"That gave hope to the people, and then people became very courageous," Tabani said, adding that with more than 2 million people are living as refugees, now is the time for another papal visit.
"People are dying from hunger, the economic situation is really bad...the people are eager to have consolation, and they are asking 'when will the Pope come?'" he said, explaining that in the meeting, Pope Francis told the delegation that "my heart is bleeding for the people in South Sudan," and asked them to pray that the conditions would change, allowing him to come.
More than 2 million civilians have fled the country in the four years since violence broke out. Neighboring Uganda has so far taken in more than 1 million refugees from South Sudan, leaving resources strained.
In comments to CNA, Archbishop John Baptist Odama of Guru, Uganda, who was also part of the ecumenical delegation that met the Pope, said the situation is out of control. Many people had to flee with nothing but the clothes on their backs, and the majority of refugees, who face a worsening humanitarian crisis, are women, children and elderly.
"You have the youth who don't have enough food, they don't have enough medical support.
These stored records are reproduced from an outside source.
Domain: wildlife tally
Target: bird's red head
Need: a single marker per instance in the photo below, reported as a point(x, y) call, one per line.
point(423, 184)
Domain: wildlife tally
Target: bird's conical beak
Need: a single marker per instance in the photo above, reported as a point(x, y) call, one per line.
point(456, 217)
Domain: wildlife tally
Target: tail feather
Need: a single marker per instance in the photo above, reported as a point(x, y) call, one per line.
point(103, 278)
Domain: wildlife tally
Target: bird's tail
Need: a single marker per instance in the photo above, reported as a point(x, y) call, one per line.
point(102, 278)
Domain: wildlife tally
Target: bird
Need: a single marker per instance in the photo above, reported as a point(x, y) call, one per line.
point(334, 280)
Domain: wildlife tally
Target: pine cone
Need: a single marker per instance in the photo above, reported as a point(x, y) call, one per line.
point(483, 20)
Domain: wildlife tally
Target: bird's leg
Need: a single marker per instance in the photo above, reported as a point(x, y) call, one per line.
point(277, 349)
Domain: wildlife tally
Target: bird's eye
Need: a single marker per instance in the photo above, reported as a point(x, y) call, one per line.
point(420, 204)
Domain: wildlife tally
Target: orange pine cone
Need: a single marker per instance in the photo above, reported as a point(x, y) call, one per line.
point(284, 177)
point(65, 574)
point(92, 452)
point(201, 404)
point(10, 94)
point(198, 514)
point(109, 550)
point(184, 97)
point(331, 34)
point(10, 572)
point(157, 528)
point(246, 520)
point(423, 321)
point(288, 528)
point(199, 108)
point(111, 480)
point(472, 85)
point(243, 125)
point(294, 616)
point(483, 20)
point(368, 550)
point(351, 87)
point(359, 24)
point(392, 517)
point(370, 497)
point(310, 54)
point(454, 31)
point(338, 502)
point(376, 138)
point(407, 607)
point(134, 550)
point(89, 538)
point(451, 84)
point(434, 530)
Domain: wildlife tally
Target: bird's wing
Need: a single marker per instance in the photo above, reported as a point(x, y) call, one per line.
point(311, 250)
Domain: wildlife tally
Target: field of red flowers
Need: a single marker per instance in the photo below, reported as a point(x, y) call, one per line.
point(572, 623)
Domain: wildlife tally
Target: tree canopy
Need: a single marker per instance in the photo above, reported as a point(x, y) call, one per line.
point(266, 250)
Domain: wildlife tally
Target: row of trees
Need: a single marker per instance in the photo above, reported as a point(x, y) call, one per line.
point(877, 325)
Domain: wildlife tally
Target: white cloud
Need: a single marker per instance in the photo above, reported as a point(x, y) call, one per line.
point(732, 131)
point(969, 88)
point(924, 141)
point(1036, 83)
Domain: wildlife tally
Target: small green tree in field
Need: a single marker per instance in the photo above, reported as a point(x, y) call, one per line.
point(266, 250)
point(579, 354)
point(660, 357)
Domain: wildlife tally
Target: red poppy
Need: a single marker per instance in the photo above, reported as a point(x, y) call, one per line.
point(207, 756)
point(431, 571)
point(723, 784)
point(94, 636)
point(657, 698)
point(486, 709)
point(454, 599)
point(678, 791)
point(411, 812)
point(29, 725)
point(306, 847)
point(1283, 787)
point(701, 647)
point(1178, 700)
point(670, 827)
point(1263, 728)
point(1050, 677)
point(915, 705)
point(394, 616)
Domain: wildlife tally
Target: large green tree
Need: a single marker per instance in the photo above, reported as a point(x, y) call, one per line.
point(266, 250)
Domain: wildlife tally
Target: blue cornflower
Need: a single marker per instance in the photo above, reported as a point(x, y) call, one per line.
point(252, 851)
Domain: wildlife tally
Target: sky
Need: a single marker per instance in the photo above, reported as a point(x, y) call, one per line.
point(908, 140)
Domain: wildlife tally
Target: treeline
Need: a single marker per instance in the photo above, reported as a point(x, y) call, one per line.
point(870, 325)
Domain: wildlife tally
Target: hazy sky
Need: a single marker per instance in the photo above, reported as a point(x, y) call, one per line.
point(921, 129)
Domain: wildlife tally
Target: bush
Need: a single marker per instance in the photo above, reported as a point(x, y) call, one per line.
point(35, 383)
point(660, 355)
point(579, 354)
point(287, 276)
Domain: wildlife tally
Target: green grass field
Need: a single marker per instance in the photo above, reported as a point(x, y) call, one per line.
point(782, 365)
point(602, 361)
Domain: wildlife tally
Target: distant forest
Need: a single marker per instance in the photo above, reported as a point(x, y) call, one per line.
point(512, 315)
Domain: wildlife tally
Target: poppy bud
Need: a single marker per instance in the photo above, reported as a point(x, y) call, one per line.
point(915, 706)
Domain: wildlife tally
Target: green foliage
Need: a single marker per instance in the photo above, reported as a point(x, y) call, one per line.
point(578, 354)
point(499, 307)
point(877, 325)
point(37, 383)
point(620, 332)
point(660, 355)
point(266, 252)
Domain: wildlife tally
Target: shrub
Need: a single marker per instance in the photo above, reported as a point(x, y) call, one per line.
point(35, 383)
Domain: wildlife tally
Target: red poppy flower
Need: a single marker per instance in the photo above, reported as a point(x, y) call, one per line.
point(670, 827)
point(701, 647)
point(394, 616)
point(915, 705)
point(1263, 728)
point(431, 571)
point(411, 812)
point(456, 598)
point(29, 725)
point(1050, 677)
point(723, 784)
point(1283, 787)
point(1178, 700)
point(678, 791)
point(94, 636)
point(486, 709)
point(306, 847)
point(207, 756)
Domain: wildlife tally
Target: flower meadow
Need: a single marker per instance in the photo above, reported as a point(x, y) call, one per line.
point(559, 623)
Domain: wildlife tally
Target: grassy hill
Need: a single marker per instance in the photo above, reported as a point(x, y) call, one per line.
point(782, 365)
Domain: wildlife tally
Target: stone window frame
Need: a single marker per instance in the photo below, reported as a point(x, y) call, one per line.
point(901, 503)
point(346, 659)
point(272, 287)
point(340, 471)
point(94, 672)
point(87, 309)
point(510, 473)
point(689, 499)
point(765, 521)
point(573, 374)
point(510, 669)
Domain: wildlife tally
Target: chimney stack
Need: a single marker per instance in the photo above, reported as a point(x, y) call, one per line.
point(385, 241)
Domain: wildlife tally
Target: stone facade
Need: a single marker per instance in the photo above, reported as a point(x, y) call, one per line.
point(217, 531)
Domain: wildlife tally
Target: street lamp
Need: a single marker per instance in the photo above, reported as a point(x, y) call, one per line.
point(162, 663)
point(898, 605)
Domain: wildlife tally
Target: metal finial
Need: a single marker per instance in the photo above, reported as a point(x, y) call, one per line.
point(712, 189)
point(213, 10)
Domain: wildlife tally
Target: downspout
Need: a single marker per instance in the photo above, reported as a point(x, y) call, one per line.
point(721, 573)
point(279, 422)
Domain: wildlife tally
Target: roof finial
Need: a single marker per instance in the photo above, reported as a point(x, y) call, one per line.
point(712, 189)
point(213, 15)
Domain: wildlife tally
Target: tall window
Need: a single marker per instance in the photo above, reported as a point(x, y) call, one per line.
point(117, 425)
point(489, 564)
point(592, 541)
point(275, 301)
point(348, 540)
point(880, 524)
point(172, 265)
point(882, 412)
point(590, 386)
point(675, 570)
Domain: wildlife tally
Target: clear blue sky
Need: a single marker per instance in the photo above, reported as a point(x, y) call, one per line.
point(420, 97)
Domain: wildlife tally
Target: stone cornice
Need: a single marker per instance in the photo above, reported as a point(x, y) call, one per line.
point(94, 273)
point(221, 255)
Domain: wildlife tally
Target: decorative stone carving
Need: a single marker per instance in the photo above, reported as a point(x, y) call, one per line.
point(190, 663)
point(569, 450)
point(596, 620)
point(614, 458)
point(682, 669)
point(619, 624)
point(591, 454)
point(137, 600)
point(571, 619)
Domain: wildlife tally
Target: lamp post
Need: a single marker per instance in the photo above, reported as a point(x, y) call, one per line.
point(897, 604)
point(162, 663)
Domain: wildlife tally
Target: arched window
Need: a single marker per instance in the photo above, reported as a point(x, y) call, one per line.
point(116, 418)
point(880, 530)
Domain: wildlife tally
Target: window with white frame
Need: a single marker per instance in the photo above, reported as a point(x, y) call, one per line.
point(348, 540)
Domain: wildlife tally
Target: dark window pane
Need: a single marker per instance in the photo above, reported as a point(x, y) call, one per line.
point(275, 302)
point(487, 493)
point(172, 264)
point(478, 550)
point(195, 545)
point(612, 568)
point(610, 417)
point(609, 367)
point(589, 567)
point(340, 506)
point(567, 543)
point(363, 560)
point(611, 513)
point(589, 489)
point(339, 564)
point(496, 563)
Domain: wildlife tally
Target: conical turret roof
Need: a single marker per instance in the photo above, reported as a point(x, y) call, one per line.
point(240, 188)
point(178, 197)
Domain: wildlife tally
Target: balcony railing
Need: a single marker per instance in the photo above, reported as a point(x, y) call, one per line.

What they get is the minimum. Some have died of malaria, some have died from other things like cholera, and then they don't have the facilities to prepare the children for the future, education," he said.
Odama said the Ugandan government is willing to help and has pitched in with some NGOs, but lacks the resources to sustain the increasing influx of refugees while also supporting their own citizens who live in poverty.
In northern Uganda near the West Nile area, there are more than 300,000 people living in one camp, he said, explaining that this area "is the most difficult, because the government of Uganda has found itself in a certain level that it cannot afford, because its resources are also limited."
"So to care for its own citizens and at the same time for refugees, it becomes very heavy. This is where the biggest challenge is."
Both Bishop Tabani and Archbishop Odama voiced gratitude to Pope Francis for holding the Feb. 23 day of prayer and fasting for peace in South Sudan, the Democratic Republic of Congo and Syria.
They also asked that the pope appoint more bishops, because many bishops have died and none have been re-appointed. Tabani, who retired early to launch a project aimed at providing education to refugees and promoting peaceful coexistence, said his successor died five years ago and has not been replaced.
Tabini said that upon hearing their requests, Pope Francis did not immediately make any promises or guarantees. "He just listened," the bishop said, adding that "it's good to be a good listener...this is what I like."